The past victors naturally see this as a death sentence and a betrayal.  They try stratagems to get the Games cancelled.  At a broadcast ceremony, Katniss unveils a feathered Mockingjay dress.  Peeta’s ploy is to claim to interviewer Caesar Flickerman (Stanley Tucci) that he and Katniss were secretly married.  When he adds, “If it weren’t for the baby…” the shocked audience, in a beautiful pro-life moment, jumps up and erupts with cries to cancel the Games for the (nonexistent) preborn baby’s sake.

Merciless Snow makes the Games go on.  Haymitch reminds Katniss, “Remember who the real enemy is,” meaning Snow.  Once the contest begins, the past victors, except for the cruelest, make alliances and hope to somehow stop the killing.  Two heroic female entrants sacrifice themselves to save others – although Katniss uncharacteristically says about one, “That doesn’t make sense.”

Now-desperate Katniss, expert archer to the end, attaches an electrical cable to one of her arrows and fires away at the barely visible gargantuan metal grid that hangs over the Games’ entire setting.  This causes a massive short circuit that destroys the grid and cuts off all power to the capital – including Games central, where Snow turns to Heavensbee for help only to find him gone.

SPOILER ALERT: Katniss, knocked out by the electrical cataclysm, awakens to find herself in a giant hovercraft – skyhook! – with Haymitch, Heavensbee, and others.  Heavensbee announces that he is a rebel and many of the others are, too.  “This is the revolution,” he says.  “You are the Mockingjay” – the face of the revolt.  Katniss, however, becomes enraged when Haymitch reveals that he was unable to save Peeta as he had promised – that Peeta and ally Johanna (Jena Malone) are prisoners in the capital.

Leftists see the Hunger Games films’ themes as the poor against the rich.  That is true, of course, but for the best examples of that, they should take off the blinders and see the untold tens of millions of people, most of them poor, whom Communist regimes have tortured, murdered, enslaved, and starved to death.  The powerful visuals in The Hunger Games series serve as reminders of the predilection of all tyrannous regimes, from the French Revolution to Pyongyang to Nuremberg, to intimidate and control through stark and violent spectacle.  They hold sway because their systems elevate the collective, in all its myriad forms, and treat individual human life as so much dross.

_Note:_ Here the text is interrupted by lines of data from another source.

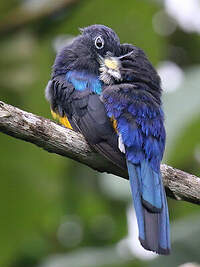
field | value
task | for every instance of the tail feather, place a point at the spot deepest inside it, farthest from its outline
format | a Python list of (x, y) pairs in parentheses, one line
[(153, 223)]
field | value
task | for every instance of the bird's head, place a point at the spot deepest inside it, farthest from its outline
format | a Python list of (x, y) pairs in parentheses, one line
[(95, 50)]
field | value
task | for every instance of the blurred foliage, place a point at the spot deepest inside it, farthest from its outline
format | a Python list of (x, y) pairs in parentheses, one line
[(50, 205)]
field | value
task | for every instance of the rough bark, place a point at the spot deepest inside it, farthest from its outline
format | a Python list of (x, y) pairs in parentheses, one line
[(57, 139)]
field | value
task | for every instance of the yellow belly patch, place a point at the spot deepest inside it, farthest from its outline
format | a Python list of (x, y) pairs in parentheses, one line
[(63, 120)]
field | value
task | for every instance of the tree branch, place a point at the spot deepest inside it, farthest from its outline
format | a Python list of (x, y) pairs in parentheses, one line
[(60, 140)]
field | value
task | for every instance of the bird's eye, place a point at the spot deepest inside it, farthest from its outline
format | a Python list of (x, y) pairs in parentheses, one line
[(99, 42)]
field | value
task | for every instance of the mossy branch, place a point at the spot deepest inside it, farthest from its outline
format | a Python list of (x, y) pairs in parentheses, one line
[(57, 139)]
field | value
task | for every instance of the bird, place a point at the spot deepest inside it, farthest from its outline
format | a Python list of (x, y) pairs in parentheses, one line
[(111, 93)]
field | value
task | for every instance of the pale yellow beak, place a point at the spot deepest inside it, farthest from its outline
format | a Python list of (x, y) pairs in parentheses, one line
[(112, 63)]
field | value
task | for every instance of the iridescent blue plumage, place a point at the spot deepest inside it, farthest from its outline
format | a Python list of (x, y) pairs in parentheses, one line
[(111, 93), (135, 105)]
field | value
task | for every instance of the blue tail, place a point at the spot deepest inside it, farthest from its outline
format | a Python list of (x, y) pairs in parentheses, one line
[(150, 206)]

The MPAA rating for this movie:  “PG-13 for intense sequences of violence and action, some frightening images, thematic elements, a [gratuitous and highly] suggestive situation and language.”  Francis Lawrence directed.  Nina Jacobson and Jon Kilik were the producers.  Simon Beaufoy and Michael deBruyn wrote the screenplay.  The film is based on Suzanne Collins’ 2009 novel, Catching Fire.  James Newton Howard was the composer and Jo Willems the cinematographer.